A heavy bumper weighing 150 N is suspended along the wall of the Welland Canal to protect the ships from scraping against the side of the wall.
A sailor uses a long pole with a hook on the end to grab the rope holding the bumper and pulls it out horizontally so that the rope makes a 40 degree angle with the wall. What is the tension in the sailor's arm and the rope?
The bumper is initially hung vertically and it has a weight of 150 N.
The sailor grabs the rope holding the bumper and pulls it horizontally so that the rope makes an angle of 40 degrees with the wall.
We have two forces acting on the rope, one is by the weight of the bumper acting vertically downwards and the other is the force applied horizontally by the sailor pulling the rope. The result of the forces is that the rope makes a 40 degree incline.
Let the tension in the rope be T. This can be divided into its horizontal and vertical components.

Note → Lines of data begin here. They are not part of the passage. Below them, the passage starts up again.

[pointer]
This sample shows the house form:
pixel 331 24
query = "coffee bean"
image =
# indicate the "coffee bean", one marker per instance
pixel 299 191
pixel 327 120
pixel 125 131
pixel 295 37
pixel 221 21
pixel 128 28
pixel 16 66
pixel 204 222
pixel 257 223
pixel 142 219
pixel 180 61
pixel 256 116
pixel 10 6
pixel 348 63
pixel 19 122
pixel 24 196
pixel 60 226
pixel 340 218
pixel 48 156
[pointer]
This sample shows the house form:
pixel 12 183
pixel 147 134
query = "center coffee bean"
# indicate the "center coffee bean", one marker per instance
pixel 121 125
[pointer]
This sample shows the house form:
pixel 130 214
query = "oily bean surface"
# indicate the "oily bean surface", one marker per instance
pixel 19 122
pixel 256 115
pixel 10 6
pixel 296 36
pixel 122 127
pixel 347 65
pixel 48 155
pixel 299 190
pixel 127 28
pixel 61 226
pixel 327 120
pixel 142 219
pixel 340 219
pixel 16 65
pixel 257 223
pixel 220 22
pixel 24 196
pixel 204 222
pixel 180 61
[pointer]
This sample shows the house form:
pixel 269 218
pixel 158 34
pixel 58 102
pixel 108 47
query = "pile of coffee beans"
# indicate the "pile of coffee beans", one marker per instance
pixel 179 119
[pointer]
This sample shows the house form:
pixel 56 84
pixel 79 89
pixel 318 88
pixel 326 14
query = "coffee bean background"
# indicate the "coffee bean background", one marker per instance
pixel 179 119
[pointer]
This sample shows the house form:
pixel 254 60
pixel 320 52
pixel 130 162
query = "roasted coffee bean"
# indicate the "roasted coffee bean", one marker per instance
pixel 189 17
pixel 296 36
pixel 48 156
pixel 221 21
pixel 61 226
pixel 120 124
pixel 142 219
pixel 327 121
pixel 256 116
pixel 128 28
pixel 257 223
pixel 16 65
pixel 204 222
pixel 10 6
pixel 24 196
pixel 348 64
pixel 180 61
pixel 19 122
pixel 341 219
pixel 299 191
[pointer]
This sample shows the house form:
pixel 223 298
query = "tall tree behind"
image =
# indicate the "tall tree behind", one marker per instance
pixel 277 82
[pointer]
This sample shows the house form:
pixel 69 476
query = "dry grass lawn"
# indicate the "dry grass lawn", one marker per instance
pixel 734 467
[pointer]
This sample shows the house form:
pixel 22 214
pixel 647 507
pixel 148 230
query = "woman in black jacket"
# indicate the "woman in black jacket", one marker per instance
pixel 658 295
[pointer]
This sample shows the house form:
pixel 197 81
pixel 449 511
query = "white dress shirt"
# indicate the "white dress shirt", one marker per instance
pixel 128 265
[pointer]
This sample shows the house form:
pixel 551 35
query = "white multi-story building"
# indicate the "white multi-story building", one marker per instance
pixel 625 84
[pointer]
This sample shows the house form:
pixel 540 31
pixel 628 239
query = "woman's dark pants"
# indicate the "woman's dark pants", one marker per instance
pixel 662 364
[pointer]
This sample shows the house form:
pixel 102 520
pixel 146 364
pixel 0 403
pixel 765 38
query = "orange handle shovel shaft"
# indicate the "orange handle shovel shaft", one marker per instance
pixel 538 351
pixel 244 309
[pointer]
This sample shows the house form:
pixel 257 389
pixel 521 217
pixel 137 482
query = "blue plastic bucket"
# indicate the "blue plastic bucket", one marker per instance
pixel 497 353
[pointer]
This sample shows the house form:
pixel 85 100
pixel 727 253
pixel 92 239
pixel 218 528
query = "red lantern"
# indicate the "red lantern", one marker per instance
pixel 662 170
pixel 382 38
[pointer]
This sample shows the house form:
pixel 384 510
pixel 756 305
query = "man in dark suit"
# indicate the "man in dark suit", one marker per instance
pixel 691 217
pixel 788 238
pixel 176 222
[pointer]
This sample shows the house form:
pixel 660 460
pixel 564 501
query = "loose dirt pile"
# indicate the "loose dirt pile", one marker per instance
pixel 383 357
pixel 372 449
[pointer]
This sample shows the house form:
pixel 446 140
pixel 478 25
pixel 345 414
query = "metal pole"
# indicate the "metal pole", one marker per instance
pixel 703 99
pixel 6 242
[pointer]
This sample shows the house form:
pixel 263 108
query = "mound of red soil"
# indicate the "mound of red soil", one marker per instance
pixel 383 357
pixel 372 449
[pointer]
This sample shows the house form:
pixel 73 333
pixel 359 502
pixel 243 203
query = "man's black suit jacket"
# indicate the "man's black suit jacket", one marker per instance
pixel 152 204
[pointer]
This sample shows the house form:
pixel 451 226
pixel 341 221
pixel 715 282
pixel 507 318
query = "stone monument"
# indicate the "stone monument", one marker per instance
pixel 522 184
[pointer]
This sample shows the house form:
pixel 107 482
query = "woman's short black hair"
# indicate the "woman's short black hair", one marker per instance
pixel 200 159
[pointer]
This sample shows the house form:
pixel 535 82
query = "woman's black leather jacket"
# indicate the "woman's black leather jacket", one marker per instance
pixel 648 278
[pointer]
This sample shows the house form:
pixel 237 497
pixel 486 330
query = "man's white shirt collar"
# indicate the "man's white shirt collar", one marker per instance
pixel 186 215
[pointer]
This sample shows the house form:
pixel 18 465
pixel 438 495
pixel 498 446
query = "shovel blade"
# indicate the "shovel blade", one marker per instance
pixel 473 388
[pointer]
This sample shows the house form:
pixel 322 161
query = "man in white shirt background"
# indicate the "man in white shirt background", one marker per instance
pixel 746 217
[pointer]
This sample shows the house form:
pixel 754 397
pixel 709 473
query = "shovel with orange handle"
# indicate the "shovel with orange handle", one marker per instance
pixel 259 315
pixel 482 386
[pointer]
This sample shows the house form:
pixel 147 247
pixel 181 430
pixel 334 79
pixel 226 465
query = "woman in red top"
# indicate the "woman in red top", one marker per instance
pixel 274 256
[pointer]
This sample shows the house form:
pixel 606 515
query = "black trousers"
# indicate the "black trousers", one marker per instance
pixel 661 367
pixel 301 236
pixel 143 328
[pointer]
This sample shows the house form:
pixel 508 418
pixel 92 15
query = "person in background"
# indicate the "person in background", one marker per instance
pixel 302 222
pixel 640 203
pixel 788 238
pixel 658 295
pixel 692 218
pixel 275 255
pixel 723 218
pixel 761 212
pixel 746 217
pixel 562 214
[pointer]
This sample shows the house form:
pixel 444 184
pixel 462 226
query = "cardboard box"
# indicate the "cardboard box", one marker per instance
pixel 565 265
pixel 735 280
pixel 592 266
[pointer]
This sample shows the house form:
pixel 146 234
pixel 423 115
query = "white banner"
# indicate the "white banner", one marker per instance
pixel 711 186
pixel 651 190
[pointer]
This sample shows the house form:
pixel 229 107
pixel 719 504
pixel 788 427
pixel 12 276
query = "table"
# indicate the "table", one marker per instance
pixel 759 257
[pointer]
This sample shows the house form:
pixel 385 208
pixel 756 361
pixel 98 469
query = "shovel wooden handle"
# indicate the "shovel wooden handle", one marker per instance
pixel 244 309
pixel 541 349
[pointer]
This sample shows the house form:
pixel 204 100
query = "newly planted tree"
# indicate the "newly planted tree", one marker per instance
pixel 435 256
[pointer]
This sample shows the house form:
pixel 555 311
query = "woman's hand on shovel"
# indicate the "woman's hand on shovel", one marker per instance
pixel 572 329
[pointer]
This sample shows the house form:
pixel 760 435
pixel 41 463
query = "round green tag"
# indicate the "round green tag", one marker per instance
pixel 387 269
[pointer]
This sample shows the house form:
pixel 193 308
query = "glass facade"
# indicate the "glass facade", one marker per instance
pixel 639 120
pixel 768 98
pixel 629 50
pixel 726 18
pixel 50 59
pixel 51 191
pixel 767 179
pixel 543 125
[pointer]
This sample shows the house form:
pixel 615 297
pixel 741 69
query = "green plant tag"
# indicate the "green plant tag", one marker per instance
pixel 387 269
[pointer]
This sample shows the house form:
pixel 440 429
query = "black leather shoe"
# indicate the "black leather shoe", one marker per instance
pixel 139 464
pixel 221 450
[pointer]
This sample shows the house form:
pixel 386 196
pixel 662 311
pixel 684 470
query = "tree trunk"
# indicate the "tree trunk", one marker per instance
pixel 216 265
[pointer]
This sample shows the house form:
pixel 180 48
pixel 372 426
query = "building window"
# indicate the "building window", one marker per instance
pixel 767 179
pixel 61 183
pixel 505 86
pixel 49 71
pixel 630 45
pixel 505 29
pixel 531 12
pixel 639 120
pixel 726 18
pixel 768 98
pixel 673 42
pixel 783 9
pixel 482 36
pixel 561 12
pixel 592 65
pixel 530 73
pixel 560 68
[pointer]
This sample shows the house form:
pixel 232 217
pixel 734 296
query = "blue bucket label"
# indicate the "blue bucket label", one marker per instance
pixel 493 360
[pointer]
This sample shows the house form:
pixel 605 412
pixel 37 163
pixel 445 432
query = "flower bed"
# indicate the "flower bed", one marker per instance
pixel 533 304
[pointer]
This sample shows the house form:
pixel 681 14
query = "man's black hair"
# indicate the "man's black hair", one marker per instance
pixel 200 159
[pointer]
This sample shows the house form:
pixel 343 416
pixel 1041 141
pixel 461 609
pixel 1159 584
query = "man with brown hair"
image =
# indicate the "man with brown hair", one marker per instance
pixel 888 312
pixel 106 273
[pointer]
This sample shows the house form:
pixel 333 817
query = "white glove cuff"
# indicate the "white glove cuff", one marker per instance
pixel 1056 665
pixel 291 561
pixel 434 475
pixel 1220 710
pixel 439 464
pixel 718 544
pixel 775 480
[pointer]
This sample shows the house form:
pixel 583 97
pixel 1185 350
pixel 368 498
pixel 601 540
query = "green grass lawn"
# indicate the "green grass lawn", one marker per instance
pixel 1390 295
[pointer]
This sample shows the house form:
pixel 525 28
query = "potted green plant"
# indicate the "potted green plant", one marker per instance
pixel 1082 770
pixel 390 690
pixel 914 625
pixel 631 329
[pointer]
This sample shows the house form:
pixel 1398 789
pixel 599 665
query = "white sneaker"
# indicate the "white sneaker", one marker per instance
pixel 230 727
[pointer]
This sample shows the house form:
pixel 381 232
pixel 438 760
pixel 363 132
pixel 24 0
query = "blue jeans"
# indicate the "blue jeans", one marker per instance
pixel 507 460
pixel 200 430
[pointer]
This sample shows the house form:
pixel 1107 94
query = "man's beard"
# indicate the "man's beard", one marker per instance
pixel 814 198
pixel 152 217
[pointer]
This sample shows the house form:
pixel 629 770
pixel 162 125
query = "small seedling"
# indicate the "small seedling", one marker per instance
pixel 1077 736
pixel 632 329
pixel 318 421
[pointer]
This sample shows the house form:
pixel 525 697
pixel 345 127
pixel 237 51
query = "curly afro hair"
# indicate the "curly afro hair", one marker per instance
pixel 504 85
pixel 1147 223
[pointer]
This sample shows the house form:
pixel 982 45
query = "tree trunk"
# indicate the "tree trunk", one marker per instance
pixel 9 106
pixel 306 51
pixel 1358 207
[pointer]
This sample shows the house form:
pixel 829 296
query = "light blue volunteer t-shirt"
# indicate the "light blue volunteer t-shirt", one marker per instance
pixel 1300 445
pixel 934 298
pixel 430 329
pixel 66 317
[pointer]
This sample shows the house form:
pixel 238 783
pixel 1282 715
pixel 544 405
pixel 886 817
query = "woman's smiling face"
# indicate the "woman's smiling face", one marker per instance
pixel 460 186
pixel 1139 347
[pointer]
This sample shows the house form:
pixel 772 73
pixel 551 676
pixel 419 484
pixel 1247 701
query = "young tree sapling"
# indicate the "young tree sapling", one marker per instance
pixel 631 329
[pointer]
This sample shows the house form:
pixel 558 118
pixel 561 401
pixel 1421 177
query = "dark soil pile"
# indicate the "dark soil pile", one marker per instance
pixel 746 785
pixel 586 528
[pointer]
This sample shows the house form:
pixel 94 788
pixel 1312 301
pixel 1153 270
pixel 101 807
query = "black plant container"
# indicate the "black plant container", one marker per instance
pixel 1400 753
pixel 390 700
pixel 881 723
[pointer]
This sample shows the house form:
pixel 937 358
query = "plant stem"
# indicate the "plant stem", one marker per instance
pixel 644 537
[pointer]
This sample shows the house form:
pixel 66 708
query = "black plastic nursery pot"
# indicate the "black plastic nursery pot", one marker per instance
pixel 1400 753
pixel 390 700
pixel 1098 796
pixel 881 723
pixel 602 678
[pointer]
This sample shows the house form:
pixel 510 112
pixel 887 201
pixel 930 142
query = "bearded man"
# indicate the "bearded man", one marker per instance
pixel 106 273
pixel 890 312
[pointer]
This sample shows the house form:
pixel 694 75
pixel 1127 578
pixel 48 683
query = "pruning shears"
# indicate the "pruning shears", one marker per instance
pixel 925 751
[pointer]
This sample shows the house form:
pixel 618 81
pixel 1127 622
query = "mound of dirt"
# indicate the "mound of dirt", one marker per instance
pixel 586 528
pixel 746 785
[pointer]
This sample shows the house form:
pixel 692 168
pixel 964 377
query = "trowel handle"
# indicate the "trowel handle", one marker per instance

The vertical component is T*cos 40. This is equal to the weight of the bumper.
T*cos 40 = 150
=> T = 150 / cos 40
=> T = 195.81
The horizontal component is T*sin 40. This is equal to the force being applied by the sailor.
T* sin 40 = F
We have determined that T = 195.81
=> F = 195.81* sin 40 = 125.86
The force applied by the sailor is 125.86 N and the tension in the rope is 195.81 N.